I also see that the current consensus estimate for EPS in 2026 is 1.37. If SIS trades at a similar P/E in Dec 2026, as it is now, 25.31, then that would give a potential share price of $34.67, approximately 56% above the current price. I see that target prices are $26-$30. Even at $30, that would make the P/E in Dec 2026 about 21; below where it is now.
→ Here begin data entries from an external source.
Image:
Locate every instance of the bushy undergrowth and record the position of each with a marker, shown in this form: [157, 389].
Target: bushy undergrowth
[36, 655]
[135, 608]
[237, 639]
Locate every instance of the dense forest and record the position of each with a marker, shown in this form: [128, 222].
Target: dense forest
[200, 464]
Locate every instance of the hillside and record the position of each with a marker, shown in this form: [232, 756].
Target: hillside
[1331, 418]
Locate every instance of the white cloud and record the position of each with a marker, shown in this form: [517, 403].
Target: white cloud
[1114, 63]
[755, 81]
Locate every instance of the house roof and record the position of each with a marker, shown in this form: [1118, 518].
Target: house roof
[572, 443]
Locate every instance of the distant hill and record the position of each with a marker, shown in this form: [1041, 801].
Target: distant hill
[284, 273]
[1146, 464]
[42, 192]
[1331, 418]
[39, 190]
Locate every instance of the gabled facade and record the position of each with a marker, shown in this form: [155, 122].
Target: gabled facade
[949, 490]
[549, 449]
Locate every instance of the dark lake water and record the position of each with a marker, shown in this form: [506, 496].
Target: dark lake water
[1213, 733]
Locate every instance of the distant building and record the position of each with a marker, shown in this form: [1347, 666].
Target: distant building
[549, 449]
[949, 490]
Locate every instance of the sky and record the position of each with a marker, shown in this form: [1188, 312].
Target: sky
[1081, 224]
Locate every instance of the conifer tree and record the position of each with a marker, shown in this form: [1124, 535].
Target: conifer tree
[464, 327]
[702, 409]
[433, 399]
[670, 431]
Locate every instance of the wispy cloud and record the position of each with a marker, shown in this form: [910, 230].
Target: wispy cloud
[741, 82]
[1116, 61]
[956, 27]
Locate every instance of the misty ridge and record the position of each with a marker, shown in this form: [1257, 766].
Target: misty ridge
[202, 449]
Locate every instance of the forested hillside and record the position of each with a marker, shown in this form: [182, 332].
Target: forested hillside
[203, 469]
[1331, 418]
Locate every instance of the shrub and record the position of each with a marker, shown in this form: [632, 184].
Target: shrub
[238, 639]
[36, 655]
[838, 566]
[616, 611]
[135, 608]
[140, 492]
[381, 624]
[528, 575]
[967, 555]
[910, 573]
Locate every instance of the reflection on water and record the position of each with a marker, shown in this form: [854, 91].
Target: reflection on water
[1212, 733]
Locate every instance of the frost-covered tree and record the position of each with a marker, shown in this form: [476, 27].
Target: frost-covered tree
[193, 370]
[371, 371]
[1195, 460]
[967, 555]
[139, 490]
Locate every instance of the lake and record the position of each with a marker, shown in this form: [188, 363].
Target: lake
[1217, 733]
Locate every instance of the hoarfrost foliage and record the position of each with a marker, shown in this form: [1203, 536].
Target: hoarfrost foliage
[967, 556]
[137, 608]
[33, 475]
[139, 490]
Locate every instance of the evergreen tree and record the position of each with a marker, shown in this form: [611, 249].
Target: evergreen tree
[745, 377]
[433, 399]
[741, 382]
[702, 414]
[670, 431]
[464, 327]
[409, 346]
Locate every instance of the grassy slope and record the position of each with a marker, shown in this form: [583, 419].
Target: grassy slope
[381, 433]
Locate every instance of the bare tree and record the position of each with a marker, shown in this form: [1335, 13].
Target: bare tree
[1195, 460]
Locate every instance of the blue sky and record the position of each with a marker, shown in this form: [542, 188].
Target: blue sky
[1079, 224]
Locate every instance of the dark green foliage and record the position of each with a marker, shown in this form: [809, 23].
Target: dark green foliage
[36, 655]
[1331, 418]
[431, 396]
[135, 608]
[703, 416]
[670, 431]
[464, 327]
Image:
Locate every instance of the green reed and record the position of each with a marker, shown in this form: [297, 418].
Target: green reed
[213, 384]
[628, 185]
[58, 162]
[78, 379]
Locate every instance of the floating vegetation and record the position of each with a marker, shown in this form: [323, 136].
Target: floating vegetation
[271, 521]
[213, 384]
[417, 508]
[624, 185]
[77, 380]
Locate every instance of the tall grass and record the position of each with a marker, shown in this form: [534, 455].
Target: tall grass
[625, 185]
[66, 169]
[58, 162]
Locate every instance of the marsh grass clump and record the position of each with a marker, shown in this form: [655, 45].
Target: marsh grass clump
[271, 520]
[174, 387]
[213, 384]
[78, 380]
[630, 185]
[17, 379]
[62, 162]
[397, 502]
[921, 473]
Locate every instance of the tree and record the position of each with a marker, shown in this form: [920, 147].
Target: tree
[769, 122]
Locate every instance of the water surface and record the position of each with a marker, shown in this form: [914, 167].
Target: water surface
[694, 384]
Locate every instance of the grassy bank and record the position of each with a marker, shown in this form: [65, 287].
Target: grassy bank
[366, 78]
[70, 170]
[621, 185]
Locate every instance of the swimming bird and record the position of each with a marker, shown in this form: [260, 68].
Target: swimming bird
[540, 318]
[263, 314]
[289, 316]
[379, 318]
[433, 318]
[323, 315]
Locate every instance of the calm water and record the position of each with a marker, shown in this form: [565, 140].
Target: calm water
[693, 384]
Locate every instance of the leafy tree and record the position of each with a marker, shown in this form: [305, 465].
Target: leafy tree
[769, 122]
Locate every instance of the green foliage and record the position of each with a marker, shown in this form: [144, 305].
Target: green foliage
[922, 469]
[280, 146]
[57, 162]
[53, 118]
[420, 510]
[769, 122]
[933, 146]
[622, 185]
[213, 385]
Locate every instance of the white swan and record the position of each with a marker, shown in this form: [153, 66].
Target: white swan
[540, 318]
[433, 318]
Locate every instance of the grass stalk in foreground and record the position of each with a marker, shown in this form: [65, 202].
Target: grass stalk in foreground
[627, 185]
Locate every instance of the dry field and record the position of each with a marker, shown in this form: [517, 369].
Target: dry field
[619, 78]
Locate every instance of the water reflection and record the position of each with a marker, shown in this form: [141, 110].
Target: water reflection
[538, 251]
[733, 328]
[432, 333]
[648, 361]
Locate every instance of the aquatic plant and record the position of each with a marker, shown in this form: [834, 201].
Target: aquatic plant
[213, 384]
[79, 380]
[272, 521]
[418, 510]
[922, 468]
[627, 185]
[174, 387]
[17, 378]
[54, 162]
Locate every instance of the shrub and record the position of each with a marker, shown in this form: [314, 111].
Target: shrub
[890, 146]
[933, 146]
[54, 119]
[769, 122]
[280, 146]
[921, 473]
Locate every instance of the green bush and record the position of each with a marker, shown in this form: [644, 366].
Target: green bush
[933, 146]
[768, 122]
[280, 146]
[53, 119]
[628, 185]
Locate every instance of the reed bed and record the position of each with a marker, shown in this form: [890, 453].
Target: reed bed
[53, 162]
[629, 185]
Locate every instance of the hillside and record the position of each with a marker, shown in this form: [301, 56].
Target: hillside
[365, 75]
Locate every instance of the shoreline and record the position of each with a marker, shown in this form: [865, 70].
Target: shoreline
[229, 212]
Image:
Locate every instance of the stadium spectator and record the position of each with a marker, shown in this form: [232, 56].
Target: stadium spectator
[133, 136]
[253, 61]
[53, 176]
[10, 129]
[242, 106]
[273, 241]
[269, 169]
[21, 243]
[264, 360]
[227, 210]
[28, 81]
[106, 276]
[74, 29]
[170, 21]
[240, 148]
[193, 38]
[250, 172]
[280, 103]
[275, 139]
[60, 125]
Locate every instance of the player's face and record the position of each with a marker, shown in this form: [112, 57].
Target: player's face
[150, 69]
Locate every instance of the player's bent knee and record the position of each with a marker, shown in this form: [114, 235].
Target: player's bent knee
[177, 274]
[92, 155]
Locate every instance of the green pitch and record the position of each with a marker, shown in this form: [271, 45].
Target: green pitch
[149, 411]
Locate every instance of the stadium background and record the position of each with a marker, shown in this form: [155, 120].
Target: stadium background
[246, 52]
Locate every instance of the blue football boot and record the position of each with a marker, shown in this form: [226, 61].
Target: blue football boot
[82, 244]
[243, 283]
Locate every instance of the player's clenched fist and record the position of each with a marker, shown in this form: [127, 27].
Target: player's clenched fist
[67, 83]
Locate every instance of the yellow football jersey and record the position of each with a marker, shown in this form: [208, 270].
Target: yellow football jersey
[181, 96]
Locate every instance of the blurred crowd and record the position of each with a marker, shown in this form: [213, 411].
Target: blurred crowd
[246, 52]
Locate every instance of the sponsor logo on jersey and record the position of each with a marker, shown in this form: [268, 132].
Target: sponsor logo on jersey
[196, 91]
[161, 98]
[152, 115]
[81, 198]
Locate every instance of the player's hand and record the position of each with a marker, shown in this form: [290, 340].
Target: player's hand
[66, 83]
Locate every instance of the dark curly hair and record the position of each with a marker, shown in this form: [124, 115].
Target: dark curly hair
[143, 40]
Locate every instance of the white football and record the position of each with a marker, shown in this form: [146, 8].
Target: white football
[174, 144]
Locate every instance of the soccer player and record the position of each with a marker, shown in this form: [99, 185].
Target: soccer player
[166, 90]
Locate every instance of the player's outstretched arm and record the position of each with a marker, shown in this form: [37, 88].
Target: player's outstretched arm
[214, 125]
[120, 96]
So, is SIS over valued now or are the estimates too low and this should be kept or bought? The high and low P/E shown in the data are very far apart so not really applicable.

An interesting note to add is that I asked Google AI for the P/E in the last 5 years and it shows the following for Dec of each of the years shown:
2020-27.4
2021-102.7 Covid outlier I guess
2022-25.5
2023-26.2
2024-29.1
2025-25.4

Sorry for the length here but don't know how else to explain my predicament...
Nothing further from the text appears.